Languages
[Edit]
EN

Java - check words similarity (fuzzy compare with bigrams)

8 points
Created by:
Root-ssh
115270

In this article, we would like to show how to check words similarity in Java.

Below logic:

  1. calculates words bigrams,
  2. counts bigram hits to find similarity,
  3. divides hits by bigrams to calculate final words similarity.

Below checkSimilarity() function result indicates how two words are similar.

Similarity measured is from 0, where:

  • 0 - means: the worlds are totally different,
  • >=1 - means: the words are the same or contain similar part.
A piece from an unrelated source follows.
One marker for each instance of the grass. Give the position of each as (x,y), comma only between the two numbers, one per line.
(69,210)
That kind of approach is may be applied in fuzzy search.

Practical example

Program.java file:

package com.example;

import machine_learning.modeling.FuzzyUtils;

public class Program {

    public static void main(String[] args) {

        System.out.println(FuzzyUtils.checkSimilarity("Chris",  "Chris"));  // 1
        System.out.println(FuzzyUtils.checkSimilarity("John1",  "John2"));  // 0.6
        System.out.println(FuzzyUtils.checkSimilarity("Google", "Gogle"));  // 0.9090909090909091
        System.out.println(FuzzyUtils.checkSimilarity("Ann",    "Matt" ));  // 0
    }
}

Output:

1.0
0.6
0.9090909090909091
0.0

 

FuzzyUtils.java file:

package com.example;

import java.util.Objects;

public class FuzzyUtils {

    public static String[] createBigram(String word) {
        int length = word.length();
        if (length == 0) {
            return new String[0];
        }
        String code = word.toLowerCase();
        String[] vector = new String[length];
        int limit = length - 1;
        for (int i = 0; i < limit; ++i) {
            vector[i] = code.substring(i, i + 2);
        }
        vector[limit] = code.substring(limit, length);
        return vector;
    }

    public static double checkSimilarity(String a, String b) {
        if (a.isEmpty() || b.isEmpty()) {
            return 0.0;
        }
        String[] aBigram = createBigram(a);
        String[] bBigram = createBigram(b);
        int hits = 0;
        for (int x = 0; x < aBigram.length; ++x) {
            for (int y = 0; y < bBigram.length; ++y) {
                if (Objects.equals(aBigram[x], bBigram[y])) {
                    hits += 1;
                }
            }
        }
        if (hits > 0) {
          	int union = aBigram.length + bBigram.length;
          	return (2.0 * hits) / (double)union;
        }
        return 0.0;
    }
}

Note: do not compare sentences or whole texts using the above function - it may lead to comparison mistakes.

References

  1. Bigram - Wikipedia
  2. Approximate string matching - Wikipedia

Native Advertising
🚀
Get your tech brand or product in front of software developers.
For more information Contact us
Dirask - we help you to
solve coding problems.
Ask question.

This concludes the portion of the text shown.